# Isomalt or Splenda



## cakerookie (Sep 10, 2005)

Hello
Are these similiar in nature? People keep asking me all the time are they the same. I do not believe they are. Can someone help with this question. And also what would be a good substitue for them. Can food lacquer be made at home?

Thanks


----------



## kuan (Jun 11, 2001)

Of course not! Splenda is Sucralose, a high potency non-nutritive sweetener. Isomalt is a real sugar in the sugar alcohol family, derived from maltose, hence the name. Different melting points, different applications.

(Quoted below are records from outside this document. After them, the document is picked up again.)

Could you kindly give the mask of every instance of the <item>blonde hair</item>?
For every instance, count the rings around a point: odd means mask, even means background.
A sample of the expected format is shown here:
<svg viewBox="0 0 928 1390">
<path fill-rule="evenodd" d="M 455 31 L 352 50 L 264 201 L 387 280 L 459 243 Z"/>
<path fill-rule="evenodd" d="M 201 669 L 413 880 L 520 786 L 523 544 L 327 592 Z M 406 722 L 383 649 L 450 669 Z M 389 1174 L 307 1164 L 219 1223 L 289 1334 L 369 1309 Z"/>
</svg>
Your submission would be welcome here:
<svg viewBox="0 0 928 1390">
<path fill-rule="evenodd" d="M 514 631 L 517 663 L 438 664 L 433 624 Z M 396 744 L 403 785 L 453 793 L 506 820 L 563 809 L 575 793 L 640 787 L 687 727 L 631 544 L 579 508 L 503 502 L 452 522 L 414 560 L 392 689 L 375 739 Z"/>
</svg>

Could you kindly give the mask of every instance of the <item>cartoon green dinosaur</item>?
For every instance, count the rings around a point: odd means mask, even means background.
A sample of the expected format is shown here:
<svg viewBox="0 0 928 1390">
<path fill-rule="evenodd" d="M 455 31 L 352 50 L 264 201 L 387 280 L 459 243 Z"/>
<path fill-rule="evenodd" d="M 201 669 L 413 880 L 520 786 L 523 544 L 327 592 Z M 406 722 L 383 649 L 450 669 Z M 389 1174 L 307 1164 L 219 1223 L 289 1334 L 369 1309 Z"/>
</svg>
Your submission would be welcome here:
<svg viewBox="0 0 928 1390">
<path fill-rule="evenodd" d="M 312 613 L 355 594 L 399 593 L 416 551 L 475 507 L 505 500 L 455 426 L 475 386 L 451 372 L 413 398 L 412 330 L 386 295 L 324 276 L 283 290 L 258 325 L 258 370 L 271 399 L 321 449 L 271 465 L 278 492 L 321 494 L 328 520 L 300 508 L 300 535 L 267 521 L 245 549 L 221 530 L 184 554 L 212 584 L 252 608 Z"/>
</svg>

What do you mean by food lacquer? You mean like a caramel glaze? Use Isomalt for that. Use Splenda for sweetening your coffee.


----------



## cakerookie (Sep 10, 2005)

Kuan
Hi, Thanks for clearing that up about the Splenda deal. The food lacquer I was referring to is what they spray or paint on finished sugar pieces to make them shine. I do not know if there is such an animal or not but I have read about people using it. Is there an edible lacquer type substance that can be used for this?

Thanks Cakerookie


----------



## m brown (May 29, 1999)

best to buy it.
albert uster imports (best for hard to find pastry gear) has it and a few others.
comes in a spray can or liquid for painting.


----------



## cookieguy (May 4, 2005)

Kuan is right. Isomalt is one of many sugar alcohols. Others you might know are Erythritol, Sorbitol, Mannitol, Maltitol, Xylitol and Lactitol. In a formula they could be used in amounts similar to sugar. But they are very expensive compared to sugar, $1 to $3 a pound. Also, they have a funny side benefit called the "laxative effect." If you ever eat candies with Mannitol I suggest you stay very near a toilet. The least laxative effect is Maltitol. The sweetening effect for sugar alcohols ranges from about 30% to 90% that of sucrose (table sugar) depending on the type.

Intense sweetners are another animal altogether. Sucralose (Splenda) is one. Aspartame (Equal) is another. Then there's Acesulfame K (Sunette) and Saccharin (Sweet 'n Low). Also Cyclamate, which was banned in the US but will be making a comeback.

Intense sweetners' sweetening effect is anywhere from 200 to 800 times that of sucose (on a equal weight basis.) Others coming on the market go as high as 8000 times. When you use Splenda or Equal in a small packet you are not using pure intense sweetner. It is always cut with dextrose or maltodextrins. The amount of intense sweetner in the packet you could fit on the tip of a pin. Pure Sucralose costs about $150 a pound.

Lately I see some large bags of some "Splenda" material in the supermarket for home baking. This is nothing more than very fluffy maltodextrin with a minute amount of intense sweetner going for a very high price. I wouldn't waste my time with it.


----------